Feasibility in our population was remarkably high overall. Intensive care patients could be monitored for a few hours despite the presence of different invasive equipment such as endotracheal tube, tracheostomy and ECMO. In patients with an ICP probe the examination could be completed in most cases, except for two with a posterior site of insertion of the intracranial probe. Our study is the largest to date testing ra-TCD in the intensive care setting, confirming preliminary data of a study on 12 patients with subarachnoid hemorrhage that showed safety and efficacy of the same device.23 Due to its numerous applications, TCD has also been described as the “stethoscope of the brain” for critically ill patients.15 In fact, it easily allows an early identification of cerebral hemodynamic alterations, such as vasospasm, altered cerebral autoregulation, pulsatility index rise thus guiding clinical management. Ra-TCD, being operator-independent, might further boost this technique allowing prolonged monitoring of cerebral hemodynamics, thus becoming an integral part of neuromonitoring.
The highest feasibility was demonstrated in the stroke unit and the general neurological ward, with only a minority of cases where the examination was impeded by uncommon anatomical characteristics of patients. This preliminary data opens the field to the potential application of continuous monitoring of cerebral hemodynamics in ischemic stroke patients, for example after thrombectomy, where flow parameters in the recanalized vessel have shown to correlate with prognosis.24–26 Another possible application of ra-TCD is the prolonged monitoring of MCA signal in patients with asymptomatic carotid artery stenosis, where the detection of MES in the ipsilateral MCA significantly increases the risk to develop ischemic stroke.27 Prolonged monitoring would raise the chances of MES detection and help identify atherosclerotic plaques at higher risk of distal embolization.27
Concerning the comparison of blood flow velocities among ra-TCD and manual TCD, our study did not find any statistical difference. No real-world studies are available in literature comparing ra-TCD and manual TCD. However, since the device we utilized employs an already validated and widely tested TCD we think these results reinforce the validity of ra-ultrasound devices and their potential to expand hemodynamics monitoring in neurovascular patients.
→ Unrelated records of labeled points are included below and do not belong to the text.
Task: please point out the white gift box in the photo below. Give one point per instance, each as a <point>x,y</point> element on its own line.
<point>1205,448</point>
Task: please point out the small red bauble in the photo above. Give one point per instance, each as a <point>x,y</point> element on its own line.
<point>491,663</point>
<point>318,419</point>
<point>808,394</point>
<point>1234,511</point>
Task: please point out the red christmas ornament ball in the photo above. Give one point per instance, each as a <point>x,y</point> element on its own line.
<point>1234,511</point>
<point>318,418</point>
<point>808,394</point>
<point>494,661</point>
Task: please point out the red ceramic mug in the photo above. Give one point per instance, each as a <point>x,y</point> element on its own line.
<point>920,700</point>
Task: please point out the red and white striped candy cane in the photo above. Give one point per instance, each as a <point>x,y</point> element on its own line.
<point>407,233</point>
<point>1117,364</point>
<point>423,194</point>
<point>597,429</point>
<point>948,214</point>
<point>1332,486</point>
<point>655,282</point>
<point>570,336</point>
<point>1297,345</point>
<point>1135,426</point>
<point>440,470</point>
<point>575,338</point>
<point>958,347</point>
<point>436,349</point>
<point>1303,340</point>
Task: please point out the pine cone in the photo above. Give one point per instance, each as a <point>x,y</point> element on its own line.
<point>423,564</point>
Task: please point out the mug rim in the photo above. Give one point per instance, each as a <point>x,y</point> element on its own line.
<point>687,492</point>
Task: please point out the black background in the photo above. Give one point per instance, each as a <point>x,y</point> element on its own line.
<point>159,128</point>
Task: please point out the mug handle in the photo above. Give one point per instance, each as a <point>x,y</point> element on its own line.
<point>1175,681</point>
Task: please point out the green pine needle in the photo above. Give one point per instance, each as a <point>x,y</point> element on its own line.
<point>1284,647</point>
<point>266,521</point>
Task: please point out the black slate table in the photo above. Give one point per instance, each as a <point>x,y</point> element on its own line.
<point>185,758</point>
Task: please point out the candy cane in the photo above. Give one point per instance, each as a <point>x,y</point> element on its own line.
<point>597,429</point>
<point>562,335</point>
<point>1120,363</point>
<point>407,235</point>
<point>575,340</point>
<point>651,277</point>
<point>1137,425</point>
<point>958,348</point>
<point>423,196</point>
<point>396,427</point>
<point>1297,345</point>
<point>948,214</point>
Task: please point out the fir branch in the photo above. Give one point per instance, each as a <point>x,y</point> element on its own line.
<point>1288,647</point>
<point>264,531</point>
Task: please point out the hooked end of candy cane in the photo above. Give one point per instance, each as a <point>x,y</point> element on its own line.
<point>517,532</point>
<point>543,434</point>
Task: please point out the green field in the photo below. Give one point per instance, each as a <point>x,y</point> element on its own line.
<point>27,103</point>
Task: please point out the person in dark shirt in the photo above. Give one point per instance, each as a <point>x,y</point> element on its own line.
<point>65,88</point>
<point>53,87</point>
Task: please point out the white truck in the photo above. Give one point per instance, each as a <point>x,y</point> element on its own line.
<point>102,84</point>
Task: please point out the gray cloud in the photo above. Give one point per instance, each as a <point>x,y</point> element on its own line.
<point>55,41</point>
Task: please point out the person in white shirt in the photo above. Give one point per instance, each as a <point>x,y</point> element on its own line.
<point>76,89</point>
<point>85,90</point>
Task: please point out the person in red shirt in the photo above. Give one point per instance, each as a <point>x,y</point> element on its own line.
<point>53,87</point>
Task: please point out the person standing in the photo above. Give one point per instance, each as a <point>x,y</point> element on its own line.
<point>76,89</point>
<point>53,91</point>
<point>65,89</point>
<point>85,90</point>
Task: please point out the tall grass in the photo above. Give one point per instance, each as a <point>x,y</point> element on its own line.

Regarding TCD-related complications, only one patient reported moderate transient unilateral subcutaneous edema in the temporal region due to the probe’s mechanical pressure. The edema regressed quickly and spontaneously right after the end of the examination, and it was not considered a matter of concern by the authors. Nonetheless, it would be advisable to reduce the probe pressure on the temple. No similar reports are available in the literature, although the experience is scant so far. A previous study performing non-monitoring TCD examinations in 129 patients proved the device to be safe. Specifically, no serious adverse events were reported, while only two non-serious events were documented both unrelated to the device.23
TCD is a unique tool in detecting microemboli entering the MCA during heart surgery and cardiologic procedures, although the clinical relevance of these findings is still debated.8,9 In our study, prolonged TCD monitoring was easily performed during cardiological interventional procedures, opening the field for exploration of cerebral hemodynamic parameters and MES detection in this very interesting setting. On the other hand, ra-TCD was not feasible during neurological interventional procedures such as acute mechanical thrombectomy and carotid stenting, because the probes were radiopaque, not allowing patients to undergo intraprocedural radiological checks. An updated version of the ra-TCD with radiotransparent probes has been recently released, but it needs to be re-evaluated in this setting. Ra-TCD was also not feasible during open carotid surgery, because the size of the device interfered with the surgical field. This is a drawback, as detection of MES during CEA showed a significant relationship with perioperative cerebral complications and new ischemic lesions in different studies.10,11 Ra-TCD has a great potential as it could be applied to study the risk of perioperative cerebral complications after different kinds of surgery (eg. orthopedic surgery), expanding the data of first explorative reports.29
Altogether, the results of the current study show the need for further technological advancement to perform operator-independent monitoring of cerebral hemodynamics and guide the improvement of cardiovascular or neurovascular procedures to reduce stroke burden.